The 59-year-old, who won his fourth Race to Rhodes title last year and also tackled his fifth The Munga, said there were many unknowns in this race which is organised by the same people who run the Silk Road Mountain Race (SRMR) in Kyrgyzstan.
“A number of South Africans took part in last year’s SRMR and it piqued my interest in doing an event outside of SA.”
The Atlas Mountain Race is a fixed-route unsupported single-stage cycling race that starts in Marrakesh and crosses the Moroccan Atlas before riders head through the Anti-Atlas and on to Agadir on the Atlantic coast.
The clock does not stop and there are no prizes.
“It follows gravel, single- and double-track and old colonial pistes that have long been forgotten and fallen into disrepair,” said Woolnough.
“There is very little tarmac. There is some walking and at times there are great distances between resupply points. Riders have just over eight days to complete the 1 149km GPS-guided route.”
Regarding the unknown factors, Woolnough said due to illness the organisers were unable to pre-ride the entire route to assess its suitability.
“The distances between some resupply points are massive and getting provisions is going to be hard if your timing has you going through settlements at night.
“That being the case, my primary objective is to hang in and finish the race. Obviously I’d like to finish as high up as possible, but some of the biggest names in world endurance cycling will be there and this will be my first unsupported bike-packing event.”
There are four SA riders taking part and Woolnough is travelling to Marrakesh with Roger Nicholson.
“Also from SA is experienced rider Guy Jennings, who has done The Munga as well as the SRMR. The fourth South African is Kyle Sole.
“This is an unsupported race and as such, unless you’ve entered as a pair, you may not intentionally ride with or assist another competitor. A rider receiving assistance will be deemed an unofficial finisher.
“Every rider needs to be self-supported and is responsible for finding their own food and water, as well as a place to sleep.”
Woolnough added that his only strategy was to maximise the amount of time he spent moving down the route.
“I plan to sleep out for a few hours as and when needed.
“While I don’t plan to sleep in a commercially available guest house, it may well turn out that I have to. I’ll have to figure that out on the fly.”
His biggest concern is that he knows nothing about the country, its people, language and customs, particularly as he is expected to source food and accommodation as he goes along.
“From videos I’ve seen of places along the route it appears to be a predominantly dry desert environment.
“Racing in late winter means the day-time temperatures are not expected to get above the mid-twenties or much lower than zero degrees. My biggest concern is access to water and food.”
Woolnough said he was looking forward to racing against some of the big names in international ultra-endurance racing.
“Guys like Jay Petervary and James Hayden, to name just two.
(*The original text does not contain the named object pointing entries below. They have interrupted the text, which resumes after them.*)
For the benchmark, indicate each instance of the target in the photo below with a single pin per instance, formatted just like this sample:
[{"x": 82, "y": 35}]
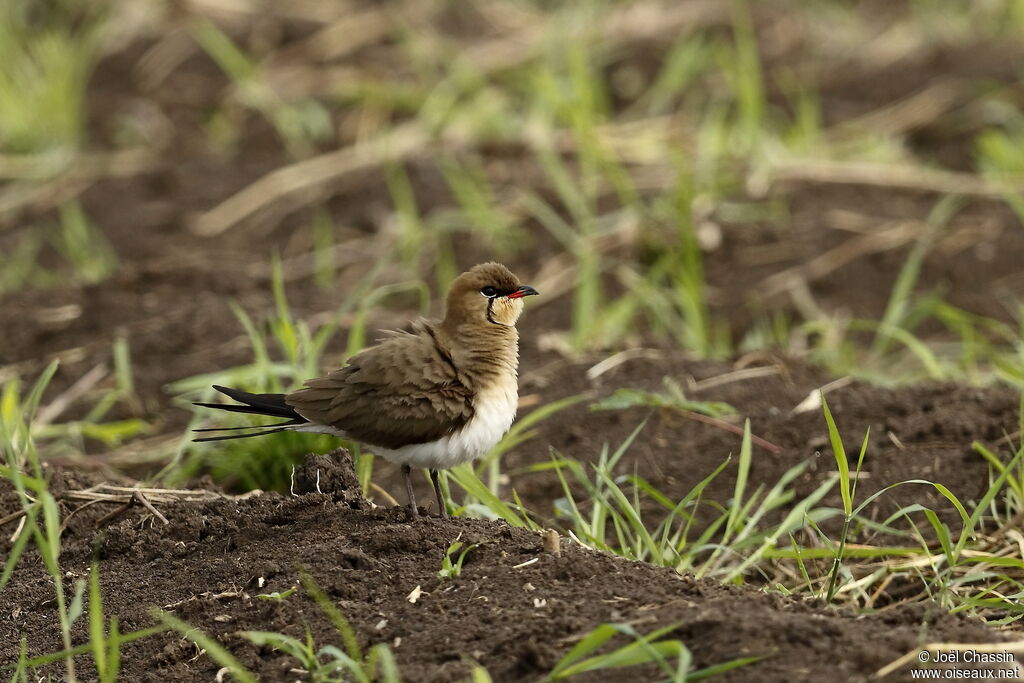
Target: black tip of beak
[{"x": 525, "y": 290}]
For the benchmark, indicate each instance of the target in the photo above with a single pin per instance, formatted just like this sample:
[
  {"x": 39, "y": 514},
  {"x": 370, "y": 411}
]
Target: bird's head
[{"x": 487, "y": 295}]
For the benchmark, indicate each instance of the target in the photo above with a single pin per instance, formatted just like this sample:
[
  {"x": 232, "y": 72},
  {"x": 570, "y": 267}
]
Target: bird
[{"x": 433, "y": 397}]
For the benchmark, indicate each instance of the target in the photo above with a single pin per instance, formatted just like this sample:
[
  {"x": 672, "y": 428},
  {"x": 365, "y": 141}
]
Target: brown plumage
[{"x": 439, "y": 395}]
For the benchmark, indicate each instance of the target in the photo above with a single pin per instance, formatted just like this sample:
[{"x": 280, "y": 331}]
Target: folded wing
[{"x": 406, "y": 391}]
I don’t expect to be able to stay anywhere near them.
“I’m also keen to see how I manage to ride with a non-typical bike-packing setup. I have eschewed a typical setup in favour of a backpack.
“I’ve combined my storage strategies of Freedom Challenge (light bike and a backpack) and The Munga (four water bottles on the frame).
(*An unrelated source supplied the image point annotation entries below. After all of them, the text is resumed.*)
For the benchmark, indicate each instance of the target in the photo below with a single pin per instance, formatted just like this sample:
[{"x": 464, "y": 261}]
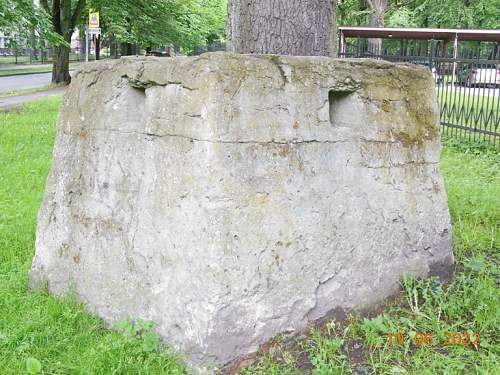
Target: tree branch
[{"x": 78, "y": 12}]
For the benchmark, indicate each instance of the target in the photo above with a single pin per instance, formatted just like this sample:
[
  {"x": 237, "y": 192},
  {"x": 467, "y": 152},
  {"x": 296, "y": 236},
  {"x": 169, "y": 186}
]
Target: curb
[{"x": 28, "y": 73}]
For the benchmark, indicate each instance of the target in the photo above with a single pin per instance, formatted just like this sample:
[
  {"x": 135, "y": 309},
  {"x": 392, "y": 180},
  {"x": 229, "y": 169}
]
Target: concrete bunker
[{"x": 228, "y": 209}]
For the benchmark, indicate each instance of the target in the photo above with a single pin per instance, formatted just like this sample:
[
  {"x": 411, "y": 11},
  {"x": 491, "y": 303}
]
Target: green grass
[
  {"x": 59, "y": 333},
  {"x": 66, "y": 339}
]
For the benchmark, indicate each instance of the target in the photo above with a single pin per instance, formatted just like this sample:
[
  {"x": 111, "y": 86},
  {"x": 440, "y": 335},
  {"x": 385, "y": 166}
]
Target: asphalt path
[{"x": 23, "y": 82}]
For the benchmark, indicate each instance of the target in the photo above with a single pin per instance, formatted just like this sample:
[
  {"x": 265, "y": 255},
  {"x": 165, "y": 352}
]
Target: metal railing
[{"x": 467, "y": 84}]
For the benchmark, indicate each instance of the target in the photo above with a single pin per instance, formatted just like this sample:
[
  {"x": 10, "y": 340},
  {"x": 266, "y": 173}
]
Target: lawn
[{"x": 64, "y": 338}]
“Many competitors are going to be on gravel bikes and I’m keen to see how my standard hardtail MTB performs against these.”
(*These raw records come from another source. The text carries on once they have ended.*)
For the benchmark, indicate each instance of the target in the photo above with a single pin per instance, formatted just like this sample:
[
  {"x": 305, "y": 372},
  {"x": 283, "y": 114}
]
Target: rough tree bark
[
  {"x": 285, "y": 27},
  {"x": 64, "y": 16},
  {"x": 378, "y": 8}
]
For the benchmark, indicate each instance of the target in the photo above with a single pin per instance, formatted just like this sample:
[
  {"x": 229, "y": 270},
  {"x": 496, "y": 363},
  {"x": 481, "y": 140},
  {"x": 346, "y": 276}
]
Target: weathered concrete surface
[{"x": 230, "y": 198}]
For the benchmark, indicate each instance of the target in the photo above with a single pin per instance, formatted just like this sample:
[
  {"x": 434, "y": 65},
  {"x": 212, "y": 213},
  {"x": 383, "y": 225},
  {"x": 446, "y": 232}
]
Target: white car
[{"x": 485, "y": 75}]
He added that he had done very little training for this race.
“I’ve come off a good Munga and a few weeks back I did a 545km non-stop Gauteng to Richards Bay ride.
“This is going to be a long race. While only 100km longer than Munga, it has four times the vertical ascent and apparently there are many kilometres of hike-a-bike.
“There are no race villages or regular waterpoints. Some of the climbs are in excess of 20km with average inclines of 5% and more.”
He felt it would be hard to stay motivated, but if you pulled out you had to make your own arrangements to get off the route.
“That in itself might be all the motivation I need to keep plodding on. Besides, it’s a long journey to get to Morocco, so I may as well do whatever it takes to finish.”